Physicians can leverage IOP data not only for diagnosis, but also for managing patients whose glaucoma progresses despite showing “controlled” pressures during office visits. The observed IOP patterns are invaluable for making important medical decisions.
Given the challenges of glaucoma (for which medicine has no cure at this time) and with doctors only seeing patients every 3 to 6 months, what could be more important than home IOP monitoring? Home monitoring provides an optimized and more complete method to measure IOP than the common practice employed today. Whenever you get a new glaucoma eye drop or any other treatment change that necessitates IOP monitoring, the additional data gathered outside the clinic can prove invaluable to your doctor.
A Home Tonometer Could Save Your Eyesight
Over the last 16+ years of managing an online glaucoma community, I know many stories of home tonometers saving people's eyesight. Here's one story.
One FitEyes member was in the habit of checking his IOP each day when he got home from work. He could predict what it would be each day because he had been checking it regularly. However, he kept up that habit and checked it just a few times a day. (There is nothing obsessive about this for a glaucoma patient, just like there is nothing obsessive about a diabetes patient checking their blood glucose. It's smart and it indicates you care about your health.) However, one Friday this person got home from work and discovered that his IOP was extremely high -- near 50 mmHg. He got in touch with his doctor and had emergency surgery over the weekend. He was incredibly thankful he was in the habit of checking his IOP each day. Without that, by his next office visit, he may not have had any vision left. Having a tonometer saved his eyesight.
Apart from emergencies, the routine data collected through home IOP monitoring enhances patient management and care, while providing doctors with a more comprehensive understanding upon which to make the best treatment decisions for each patient.
All patients should be presented with the opportunity to monitor their IOP at home.

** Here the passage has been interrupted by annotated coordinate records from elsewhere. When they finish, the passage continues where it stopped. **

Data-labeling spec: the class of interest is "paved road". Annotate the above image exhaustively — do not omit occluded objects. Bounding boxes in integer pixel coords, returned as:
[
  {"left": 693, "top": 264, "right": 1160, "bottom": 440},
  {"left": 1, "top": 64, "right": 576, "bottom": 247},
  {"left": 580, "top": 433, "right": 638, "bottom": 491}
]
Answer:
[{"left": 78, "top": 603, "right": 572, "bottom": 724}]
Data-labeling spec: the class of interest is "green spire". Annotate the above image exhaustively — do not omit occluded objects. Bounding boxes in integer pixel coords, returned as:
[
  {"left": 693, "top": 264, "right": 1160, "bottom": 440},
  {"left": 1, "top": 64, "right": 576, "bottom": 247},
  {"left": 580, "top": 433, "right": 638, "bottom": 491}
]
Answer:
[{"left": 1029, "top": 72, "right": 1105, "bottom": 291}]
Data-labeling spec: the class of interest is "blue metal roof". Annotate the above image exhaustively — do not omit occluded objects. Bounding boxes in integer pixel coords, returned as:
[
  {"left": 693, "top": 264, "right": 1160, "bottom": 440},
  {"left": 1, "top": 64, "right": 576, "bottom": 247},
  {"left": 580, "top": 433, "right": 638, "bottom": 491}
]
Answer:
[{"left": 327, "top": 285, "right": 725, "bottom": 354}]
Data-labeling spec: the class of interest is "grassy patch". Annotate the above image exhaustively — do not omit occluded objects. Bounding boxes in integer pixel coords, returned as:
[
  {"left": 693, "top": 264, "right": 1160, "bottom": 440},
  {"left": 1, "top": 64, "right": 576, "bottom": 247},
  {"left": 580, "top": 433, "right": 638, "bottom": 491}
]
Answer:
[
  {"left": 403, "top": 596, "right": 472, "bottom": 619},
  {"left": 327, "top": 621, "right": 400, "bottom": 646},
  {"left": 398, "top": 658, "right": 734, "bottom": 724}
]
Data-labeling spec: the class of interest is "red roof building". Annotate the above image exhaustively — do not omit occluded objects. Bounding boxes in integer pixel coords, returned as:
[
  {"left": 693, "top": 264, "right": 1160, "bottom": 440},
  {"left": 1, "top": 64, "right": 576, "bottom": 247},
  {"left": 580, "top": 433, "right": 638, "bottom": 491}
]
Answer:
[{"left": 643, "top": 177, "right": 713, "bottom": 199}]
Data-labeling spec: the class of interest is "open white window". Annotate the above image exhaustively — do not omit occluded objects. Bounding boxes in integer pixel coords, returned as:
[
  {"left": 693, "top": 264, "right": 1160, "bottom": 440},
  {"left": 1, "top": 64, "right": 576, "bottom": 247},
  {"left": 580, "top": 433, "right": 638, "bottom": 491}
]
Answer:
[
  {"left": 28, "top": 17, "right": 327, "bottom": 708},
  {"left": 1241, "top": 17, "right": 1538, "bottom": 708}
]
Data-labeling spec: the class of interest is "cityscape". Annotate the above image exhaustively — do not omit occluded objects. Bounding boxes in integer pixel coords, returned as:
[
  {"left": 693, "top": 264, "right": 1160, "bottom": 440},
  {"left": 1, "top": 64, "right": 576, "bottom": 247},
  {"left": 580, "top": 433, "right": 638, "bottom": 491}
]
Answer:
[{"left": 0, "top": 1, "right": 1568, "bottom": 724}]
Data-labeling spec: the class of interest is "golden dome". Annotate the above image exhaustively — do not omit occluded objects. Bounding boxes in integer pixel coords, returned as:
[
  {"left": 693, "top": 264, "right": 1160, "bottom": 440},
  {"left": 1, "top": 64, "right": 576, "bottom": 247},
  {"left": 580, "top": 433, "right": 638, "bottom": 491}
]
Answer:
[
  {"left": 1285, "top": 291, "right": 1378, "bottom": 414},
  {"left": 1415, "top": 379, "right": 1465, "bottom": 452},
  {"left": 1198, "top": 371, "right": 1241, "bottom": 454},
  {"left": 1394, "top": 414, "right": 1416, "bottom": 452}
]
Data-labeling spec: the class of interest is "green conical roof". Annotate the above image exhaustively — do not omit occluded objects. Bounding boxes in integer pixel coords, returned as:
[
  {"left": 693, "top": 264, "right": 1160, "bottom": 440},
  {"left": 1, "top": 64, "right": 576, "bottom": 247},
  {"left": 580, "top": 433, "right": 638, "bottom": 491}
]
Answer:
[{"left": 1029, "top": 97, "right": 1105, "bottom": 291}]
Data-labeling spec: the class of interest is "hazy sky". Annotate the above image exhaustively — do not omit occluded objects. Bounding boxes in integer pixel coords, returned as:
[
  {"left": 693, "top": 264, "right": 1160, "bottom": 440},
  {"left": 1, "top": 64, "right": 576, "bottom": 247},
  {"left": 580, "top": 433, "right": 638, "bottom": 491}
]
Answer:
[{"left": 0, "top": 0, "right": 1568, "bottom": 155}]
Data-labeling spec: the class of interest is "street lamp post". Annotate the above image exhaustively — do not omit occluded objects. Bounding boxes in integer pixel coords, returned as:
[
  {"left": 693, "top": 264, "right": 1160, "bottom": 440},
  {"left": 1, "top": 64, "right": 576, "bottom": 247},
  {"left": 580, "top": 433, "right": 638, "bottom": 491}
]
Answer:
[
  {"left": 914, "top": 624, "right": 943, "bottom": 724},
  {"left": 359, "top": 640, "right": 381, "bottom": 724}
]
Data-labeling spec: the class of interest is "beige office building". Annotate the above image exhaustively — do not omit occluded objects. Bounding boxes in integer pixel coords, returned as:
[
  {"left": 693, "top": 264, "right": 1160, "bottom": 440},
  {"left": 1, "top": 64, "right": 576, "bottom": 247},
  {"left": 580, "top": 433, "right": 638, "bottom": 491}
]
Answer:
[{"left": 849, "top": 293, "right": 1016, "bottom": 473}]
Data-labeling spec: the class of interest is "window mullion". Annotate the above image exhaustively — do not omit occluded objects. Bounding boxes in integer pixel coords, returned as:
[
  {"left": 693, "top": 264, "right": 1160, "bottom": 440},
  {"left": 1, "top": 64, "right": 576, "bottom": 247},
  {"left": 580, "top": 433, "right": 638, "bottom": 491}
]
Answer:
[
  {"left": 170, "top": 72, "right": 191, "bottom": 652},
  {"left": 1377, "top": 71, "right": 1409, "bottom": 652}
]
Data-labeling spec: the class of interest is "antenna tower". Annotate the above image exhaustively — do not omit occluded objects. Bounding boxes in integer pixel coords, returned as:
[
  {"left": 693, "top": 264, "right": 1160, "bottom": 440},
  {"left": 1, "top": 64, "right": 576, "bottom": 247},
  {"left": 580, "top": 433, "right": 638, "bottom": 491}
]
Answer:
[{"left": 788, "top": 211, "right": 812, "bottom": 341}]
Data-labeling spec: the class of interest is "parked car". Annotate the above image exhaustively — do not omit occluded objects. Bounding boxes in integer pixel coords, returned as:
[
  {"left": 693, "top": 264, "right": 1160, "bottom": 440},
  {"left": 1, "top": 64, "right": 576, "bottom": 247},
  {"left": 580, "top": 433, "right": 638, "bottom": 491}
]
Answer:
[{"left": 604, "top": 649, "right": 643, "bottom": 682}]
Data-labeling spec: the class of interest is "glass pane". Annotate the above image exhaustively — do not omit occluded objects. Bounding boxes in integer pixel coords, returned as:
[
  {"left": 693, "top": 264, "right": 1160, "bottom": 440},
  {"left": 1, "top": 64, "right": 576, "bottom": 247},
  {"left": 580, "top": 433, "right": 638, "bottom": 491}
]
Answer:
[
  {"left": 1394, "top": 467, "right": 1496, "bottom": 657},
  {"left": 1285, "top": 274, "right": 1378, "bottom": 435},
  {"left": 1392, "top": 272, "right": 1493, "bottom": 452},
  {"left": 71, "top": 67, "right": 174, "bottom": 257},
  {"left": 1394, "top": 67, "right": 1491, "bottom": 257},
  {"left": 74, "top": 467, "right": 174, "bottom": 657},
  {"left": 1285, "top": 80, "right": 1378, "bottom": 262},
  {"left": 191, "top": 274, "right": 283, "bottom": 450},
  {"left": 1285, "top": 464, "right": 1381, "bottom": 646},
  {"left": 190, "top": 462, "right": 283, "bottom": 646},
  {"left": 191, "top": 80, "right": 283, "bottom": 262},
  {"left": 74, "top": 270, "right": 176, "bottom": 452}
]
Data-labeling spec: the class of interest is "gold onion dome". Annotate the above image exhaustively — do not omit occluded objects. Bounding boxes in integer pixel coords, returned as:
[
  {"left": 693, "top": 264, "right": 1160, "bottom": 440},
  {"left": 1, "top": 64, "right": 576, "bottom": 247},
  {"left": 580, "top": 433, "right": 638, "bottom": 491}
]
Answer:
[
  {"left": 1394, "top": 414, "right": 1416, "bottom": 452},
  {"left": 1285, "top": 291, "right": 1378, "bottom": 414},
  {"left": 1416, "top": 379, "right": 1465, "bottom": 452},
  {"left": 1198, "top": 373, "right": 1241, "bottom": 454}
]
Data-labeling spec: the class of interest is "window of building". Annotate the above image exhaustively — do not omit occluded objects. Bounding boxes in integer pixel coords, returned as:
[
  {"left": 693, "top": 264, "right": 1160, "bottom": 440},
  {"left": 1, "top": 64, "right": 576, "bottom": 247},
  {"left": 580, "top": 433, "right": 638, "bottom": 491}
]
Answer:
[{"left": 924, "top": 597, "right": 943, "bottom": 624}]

It should be a patient's right. Unfortunately, the change will take time. I've been advocating for self-tonometry since 2006. But much like blood glucose monitoring, more data equates to better outcomes, and progress cannot be stopped. Side effects and complications from diabetes have been dramatically reduced and patient quality of life dramatically improved since home glucose monitoring became widely utilized. For the last 16+ years, I've seen the same kind of radical improvement in the lives of people living with glaucoma when they get home tonometers.

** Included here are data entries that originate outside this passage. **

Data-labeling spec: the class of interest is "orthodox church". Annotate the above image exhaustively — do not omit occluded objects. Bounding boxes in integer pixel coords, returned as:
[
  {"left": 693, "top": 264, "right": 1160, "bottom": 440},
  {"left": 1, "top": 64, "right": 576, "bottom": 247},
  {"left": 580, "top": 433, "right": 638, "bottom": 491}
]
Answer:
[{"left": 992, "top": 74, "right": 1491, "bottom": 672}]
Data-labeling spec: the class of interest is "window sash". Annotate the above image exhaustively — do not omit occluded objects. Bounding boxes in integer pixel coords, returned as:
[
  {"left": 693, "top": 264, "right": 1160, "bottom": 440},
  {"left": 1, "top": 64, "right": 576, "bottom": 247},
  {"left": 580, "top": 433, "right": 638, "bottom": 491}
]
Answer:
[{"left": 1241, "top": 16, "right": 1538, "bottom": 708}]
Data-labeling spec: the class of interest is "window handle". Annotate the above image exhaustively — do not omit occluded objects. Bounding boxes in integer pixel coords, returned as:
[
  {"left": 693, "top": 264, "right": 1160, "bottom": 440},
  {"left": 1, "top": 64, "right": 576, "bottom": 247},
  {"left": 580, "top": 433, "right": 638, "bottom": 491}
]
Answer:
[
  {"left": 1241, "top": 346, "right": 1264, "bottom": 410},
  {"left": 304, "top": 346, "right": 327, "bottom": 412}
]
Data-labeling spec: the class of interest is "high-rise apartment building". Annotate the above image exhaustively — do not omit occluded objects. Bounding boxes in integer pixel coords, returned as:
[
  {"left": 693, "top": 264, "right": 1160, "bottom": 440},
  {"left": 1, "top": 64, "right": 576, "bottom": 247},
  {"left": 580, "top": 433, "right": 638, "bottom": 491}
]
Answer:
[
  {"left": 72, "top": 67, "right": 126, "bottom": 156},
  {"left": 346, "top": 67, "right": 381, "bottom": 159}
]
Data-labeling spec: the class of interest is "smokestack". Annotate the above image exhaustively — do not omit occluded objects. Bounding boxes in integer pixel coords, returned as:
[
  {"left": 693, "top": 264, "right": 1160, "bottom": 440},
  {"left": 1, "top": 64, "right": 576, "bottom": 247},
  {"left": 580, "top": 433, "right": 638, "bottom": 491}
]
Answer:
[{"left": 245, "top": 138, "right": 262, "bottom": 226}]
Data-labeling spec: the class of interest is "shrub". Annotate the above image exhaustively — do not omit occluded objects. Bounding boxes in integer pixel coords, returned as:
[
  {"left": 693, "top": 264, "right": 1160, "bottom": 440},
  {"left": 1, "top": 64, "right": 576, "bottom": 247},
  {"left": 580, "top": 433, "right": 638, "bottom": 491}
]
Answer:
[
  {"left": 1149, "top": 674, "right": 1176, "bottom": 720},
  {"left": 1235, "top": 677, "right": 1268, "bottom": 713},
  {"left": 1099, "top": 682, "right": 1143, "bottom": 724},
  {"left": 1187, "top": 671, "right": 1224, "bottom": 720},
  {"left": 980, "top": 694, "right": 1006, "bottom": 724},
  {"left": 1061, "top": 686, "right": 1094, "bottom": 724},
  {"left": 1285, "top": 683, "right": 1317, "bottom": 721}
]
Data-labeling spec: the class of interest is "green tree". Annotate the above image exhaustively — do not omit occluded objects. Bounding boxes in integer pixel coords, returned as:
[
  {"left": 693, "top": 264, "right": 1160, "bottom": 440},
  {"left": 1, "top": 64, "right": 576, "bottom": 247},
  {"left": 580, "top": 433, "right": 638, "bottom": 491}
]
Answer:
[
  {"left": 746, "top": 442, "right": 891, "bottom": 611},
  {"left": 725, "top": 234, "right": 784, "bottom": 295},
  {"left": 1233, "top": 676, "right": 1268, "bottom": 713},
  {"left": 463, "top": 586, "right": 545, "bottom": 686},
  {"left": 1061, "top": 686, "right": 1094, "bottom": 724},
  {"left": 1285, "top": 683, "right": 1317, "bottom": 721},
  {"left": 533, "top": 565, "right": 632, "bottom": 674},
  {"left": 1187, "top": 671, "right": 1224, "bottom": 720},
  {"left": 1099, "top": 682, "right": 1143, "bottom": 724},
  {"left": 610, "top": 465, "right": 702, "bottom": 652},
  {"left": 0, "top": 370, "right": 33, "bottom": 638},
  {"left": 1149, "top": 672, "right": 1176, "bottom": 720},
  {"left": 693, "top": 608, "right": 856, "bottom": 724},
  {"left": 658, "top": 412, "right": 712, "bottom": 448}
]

Glaucoma specialists have a single risk factor to manage -- IOP. Since treatment decisions hinge on this all-important single parameter, shouldn't everyone have a complete understanding of that parameter? Checking it a few times a year is an entirely outdated practice.
Home monitoring not only empowers patients, but it also fosters education. Patients gain insight into their disease progression and can observe the impact of therapies on their IOP. A widespread increase in access to home IOP monitoring would be a game-changer in eye care.
Home monitoring plays a pivotal role in educating and empowering patients. It provides a real-time insight into IOP management and the effect of different therapies or lifestyle factors. Enabling more widespread access to home IOP monitoring would represent a significant advancement in patient-centric glaucoma care.
Home IOP monitoring is a revolution in glaucoma, one that respects the reality of the disease's chronic nature and its variability. If we all, patients, physicians and researchers, embrace this advance we can change the reality of everyone living with glaucoma very quickly.
Home IOP monitoring is a new and indispensable tool, not only in improving our understanding of glaucoma but also in enhancing patient engagement, resulting in better outcomes for all. It's a promising development in glaucoma, and it's only the beginning of what's possible with this technology. The future of glaucoma care is here, and it's in the patient's hands.